Picking up the fallen leaves is always a logistical challenge.  I’m pleased that the beginning of the collection has been delayed compared with some years past, so that it will not start until after most of the leaves are likely to be off the trees. I’m even more pleased that City staff and the City’s contractor (Waste Connections of Tennessee) put their heads together earlier this week to find ways to accelerate the schedule to try to get the job finished by the end of December, at no additional cost to the City. (Earlier this week the schedule showed that leaf collection would continue until January 9, 2008, and I asked what it would cost to get the leaves up more quickly in future years.  To my surprise, a faster schedule was developed for this year. With luck, maybe all the leaves will be picked up before our first snow.)

There are a few important reminders included in the official announcement, including:

*Place leaves near, but not beyond the curb. Leaves are not to be placed in the street due to possible clogging of storm drains and posing a traffic hazard. Hazards so created will be removed by the City at the resident’s expense.

*Leaves should be free of tree branches and twigs as these can cause the leaf vacuums to clog up. Leaf piles found to contain these items will not be picked up.

*All leaves must be placed outside fenced areas.

*Leaves in plastic bags will also be picked up at the curb during the scheduled program.

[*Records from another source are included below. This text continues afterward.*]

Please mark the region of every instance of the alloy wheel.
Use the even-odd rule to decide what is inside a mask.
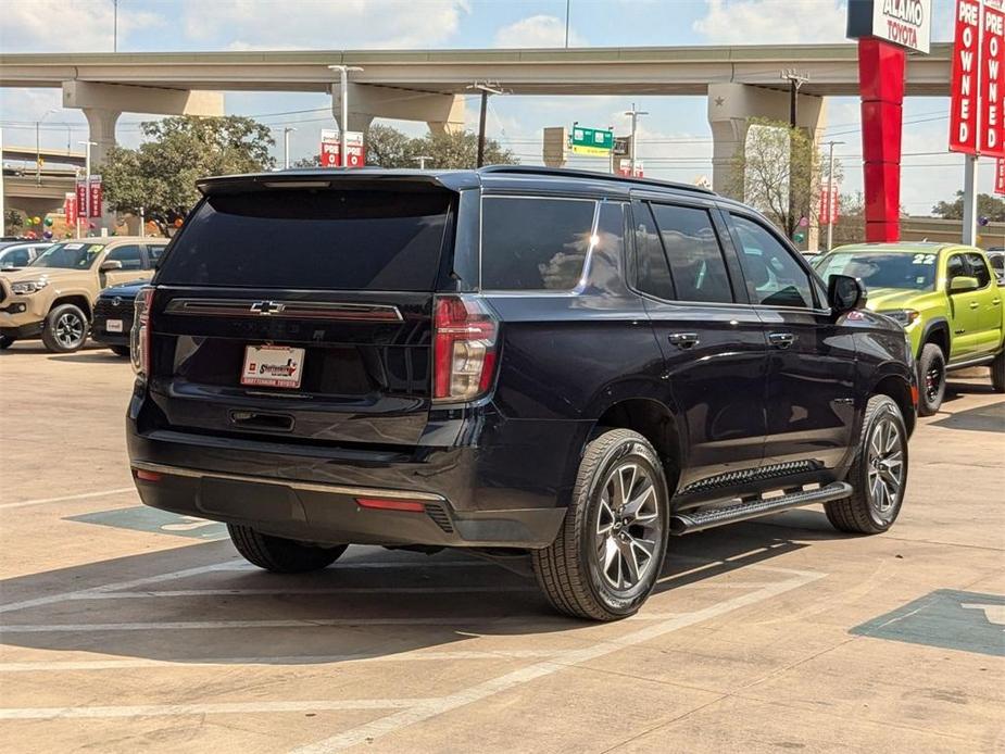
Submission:
[[[72,349],[84,340],[84,321],[73,312],[66,312],[55,322],[55,339],[63,348]]]
[[[880,518],[896,508],[904,486],[904,440],[893,418],[883,416],[869,437],[869,502]]]
[[[659,567],[654,555],[663,527],[649,470],[631,461],[615,466],[601,488],[594,535],[598,566],[607,585],[626,591]]]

*The city-wide household trash and brush pickup will be scheduled in April or May of next year. Only leaves will be collected during the fall program.


Election results are in… (November 2008 edition)

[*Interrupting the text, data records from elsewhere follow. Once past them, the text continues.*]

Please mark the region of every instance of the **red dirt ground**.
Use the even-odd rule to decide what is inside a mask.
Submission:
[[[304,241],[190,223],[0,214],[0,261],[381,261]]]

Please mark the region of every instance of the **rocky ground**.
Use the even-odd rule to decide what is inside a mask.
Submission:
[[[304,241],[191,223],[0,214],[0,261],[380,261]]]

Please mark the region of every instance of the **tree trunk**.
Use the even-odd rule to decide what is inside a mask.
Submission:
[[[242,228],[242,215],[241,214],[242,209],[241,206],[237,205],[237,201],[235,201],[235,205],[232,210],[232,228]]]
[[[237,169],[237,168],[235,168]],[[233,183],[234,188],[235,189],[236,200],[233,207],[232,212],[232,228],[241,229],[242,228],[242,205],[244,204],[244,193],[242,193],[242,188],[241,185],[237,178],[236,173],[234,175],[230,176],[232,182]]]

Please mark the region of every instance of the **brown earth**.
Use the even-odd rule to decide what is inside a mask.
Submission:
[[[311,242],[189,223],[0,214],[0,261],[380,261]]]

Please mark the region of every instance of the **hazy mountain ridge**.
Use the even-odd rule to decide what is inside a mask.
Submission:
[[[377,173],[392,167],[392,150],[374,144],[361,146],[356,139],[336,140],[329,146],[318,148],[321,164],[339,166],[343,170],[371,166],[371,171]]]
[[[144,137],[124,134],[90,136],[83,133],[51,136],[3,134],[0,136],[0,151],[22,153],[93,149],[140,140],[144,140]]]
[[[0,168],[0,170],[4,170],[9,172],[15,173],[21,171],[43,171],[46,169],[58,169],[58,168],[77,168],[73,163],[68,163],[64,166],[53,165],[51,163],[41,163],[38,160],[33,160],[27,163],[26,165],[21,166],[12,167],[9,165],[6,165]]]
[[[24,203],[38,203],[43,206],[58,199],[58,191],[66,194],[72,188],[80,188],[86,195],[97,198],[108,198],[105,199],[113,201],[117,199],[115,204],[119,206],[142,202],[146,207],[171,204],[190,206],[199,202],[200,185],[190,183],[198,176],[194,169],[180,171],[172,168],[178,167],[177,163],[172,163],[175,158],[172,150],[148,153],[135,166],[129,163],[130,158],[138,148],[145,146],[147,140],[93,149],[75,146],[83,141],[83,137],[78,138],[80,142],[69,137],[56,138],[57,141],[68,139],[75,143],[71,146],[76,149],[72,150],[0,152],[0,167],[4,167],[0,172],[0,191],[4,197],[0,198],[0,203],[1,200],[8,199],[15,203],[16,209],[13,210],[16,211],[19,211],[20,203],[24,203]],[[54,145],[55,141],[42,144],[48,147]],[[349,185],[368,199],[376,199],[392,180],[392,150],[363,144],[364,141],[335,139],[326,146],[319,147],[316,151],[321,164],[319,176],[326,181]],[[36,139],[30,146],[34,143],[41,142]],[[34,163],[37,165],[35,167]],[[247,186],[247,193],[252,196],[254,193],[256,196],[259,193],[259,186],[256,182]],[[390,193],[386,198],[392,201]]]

The election returns are in, and I’m elated by the election of Barack Obama. He will be inheriting a country that has serious problems, but between his pragmatism and his amazing ability to inspire people, I am hopeful that he will provide the leadership America needs.

The Oak Ridge City Charter Commission election results are also in, thanks to some late evening work at The Oak Ridger (thanks to Donna, John, Darrell, Carmen, and Leean). Although the newspaper’s headline says that “Status quo candidates” won, it appears to me that the reality is that voters elected the individual people (or at least the names) that they knew and respected best: Gene Caldwell, Pat Postma, Leonard Abbatiello, Chuck Agle, and David McCoy from the ORION list and Virginia Jones and Pat Fain from the CDAR list. I hope that these 7 people will recognize that they were elected primarily for who they are — not necessarily for the platforms they campaigned on — and that they will fulfill the public’s trust by undertaking an open-minded evaluation of the pros and cons of various arrangements for electing our local government.